Introduction: As the number of older adults with dementia is increasing with the growing population of older adults, the need for informal caregivers has risen dramatically. Caregiving is associated with many rewards, and yet the negative impact of care on caregiver's mental health has been well-documented. However, since Schulz and Beach (1999)'s seminal study reported that caregivers who were experiencing caregiving strain had 63% higher mortality risks than same aged peers who were not caregivers, it is now recognized that for some, caregiving may be stressful, and as a result deadly. Since this foundational work, however, a number of studies have found that, in contrast, caregiving may reduce mortality risk (Brown et al., 2009; Caputo, Pavalko, & Hardy, 2016; Fredman, Lyons, Cauley, Hochberg, & Applebaum, 2015; Maguire, Rosato, & O'Reilly, 2016; O'Reilly, Rosato, Maguire, & Wright, 2015; Ramsay, Grundy, & Reilly, 2013). In other words, these findings are in line with the Healthy Caregiver hypothesis which suggests that healthy individuals enter the caregiving role and caregiving may maintain health. We expand on prior research by considering whether it is indeed the healthiest caregivers who experience a mortality benefit, and whether the protective effect is consistent for specific causes of mortality, particularly those related to the stress process (ex. cardiovascular disease).

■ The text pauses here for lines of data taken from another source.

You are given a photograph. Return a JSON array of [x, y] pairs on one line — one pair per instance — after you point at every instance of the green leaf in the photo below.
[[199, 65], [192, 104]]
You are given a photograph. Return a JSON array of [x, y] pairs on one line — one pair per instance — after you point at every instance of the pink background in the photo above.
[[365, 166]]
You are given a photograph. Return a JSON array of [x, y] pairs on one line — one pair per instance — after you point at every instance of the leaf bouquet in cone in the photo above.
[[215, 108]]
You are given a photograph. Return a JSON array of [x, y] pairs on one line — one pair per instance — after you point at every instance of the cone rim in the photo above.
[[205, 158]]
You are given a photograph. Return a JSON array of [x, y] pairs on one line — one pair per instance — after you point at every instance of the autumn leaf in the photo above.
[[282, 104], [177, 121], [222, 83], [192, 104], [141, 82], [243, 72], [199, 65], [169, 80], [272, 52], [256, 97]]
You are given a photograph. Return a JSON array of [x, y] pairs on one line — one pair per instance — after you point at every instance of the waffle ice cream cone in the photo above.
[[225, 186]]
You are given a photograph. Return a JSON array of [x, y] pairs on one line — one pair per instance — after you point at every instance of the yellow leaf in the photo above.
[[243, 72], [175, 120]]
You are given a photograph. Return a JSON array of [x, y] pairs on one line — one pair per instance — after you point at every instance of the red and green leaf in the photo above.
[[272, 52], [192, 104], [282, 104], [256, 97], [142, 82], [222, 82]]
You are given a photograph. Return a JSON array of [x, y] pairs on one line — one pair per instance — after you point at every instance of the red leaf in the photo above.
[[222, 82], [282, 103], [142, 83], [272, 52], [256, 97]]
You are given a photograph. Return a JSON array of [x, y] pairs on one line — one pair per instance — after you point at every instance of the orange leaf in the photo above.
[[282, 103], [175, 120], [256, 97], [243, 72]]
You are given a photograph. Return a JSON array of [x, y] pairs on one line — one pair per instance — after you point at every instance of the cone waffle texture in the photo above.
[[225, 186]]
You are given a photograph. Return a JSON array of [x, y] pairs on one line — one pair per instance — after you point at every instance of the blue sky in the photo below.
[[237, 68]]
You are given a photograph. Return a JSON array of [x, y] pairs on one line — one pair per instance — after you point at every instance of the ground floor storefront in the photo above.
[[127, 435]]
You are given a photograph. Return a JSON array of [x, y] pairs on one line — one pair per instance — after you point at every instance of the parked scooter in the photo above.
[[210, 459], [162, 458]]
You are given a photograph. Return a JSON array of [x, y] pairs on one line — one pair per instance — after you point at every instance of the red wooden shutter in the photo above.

Methods: Our nationally representative sample consisted of 17,816 adults aged 51 or older. Using fourteen years of data from the Health and Retirement study (2000-2014), Cox survival models were run in STATA predicting time to death for spousal caregivers of individuals with dementia with the time period starting from 2000 to the final available National Death Index data (2014). We first consider dementia caregiver status (having ever provided care for a spouse with dementia between 2000 and 2012) as a predictor of all-cause mortality controlling for caregiver demographics, smoking status, depressive symptoms, and self-rated health at baseline. Next we tested an interaction between caregiver status and self-rated health. Follow-up models consider dementia caregiver status as a predictor of leading causes of death mortality.
Results: Those who reported having ever served as a dementia caregiver for their spouse had a significantly lower hazard of all-cause mortality (HR = 0.64, CI = 0.60-0.69, p<.001) relative to those who hadn't served as a dementia caregiver. An interaction between caregiver status and self-rated health revealed that the protective effect of caregiving was strongest for caregivers with poor self-rated health (HR=0.66, CI=0.45-0.98, p<.05). The primary causes of caregiver death included heart disease (33%), cancer (24%), chronic lower respiratory disease (9%), and other causes (16%). Finally, caregiver status also showed a significant protective effect for heart disease, cancer, and cerebrovascular disease mortality.
Conclusions: Exploring the positive impact of caregiving on mortality, we found that for older adults in the poorest health, caregiving may make a positive difference. For example, caregiving may give spouses a reason to maintain their health so as to be able to provide the intensive care for their spouse that dementia requires. However, for those in good health, caregiving may do little to encourage or prevent healthy behaviors. Furthermore, accounting for competing risks, a similar protective effect of caregiving was found for three leading causes of mortality: cancer, heart disease, and cerebrovascular disease. Future work should attend to selection effects and reverse causation, however, to consider whether healthier individuals enter and stay in a caregiving role because those with poor health have already attrited from the population. In conclusion, these findings add to a growing body of literature which suggests that caregiving may provide a mortality benefit. We uniquely find that this protective effect spans causes of death and is strongest amongst those reporting poor health.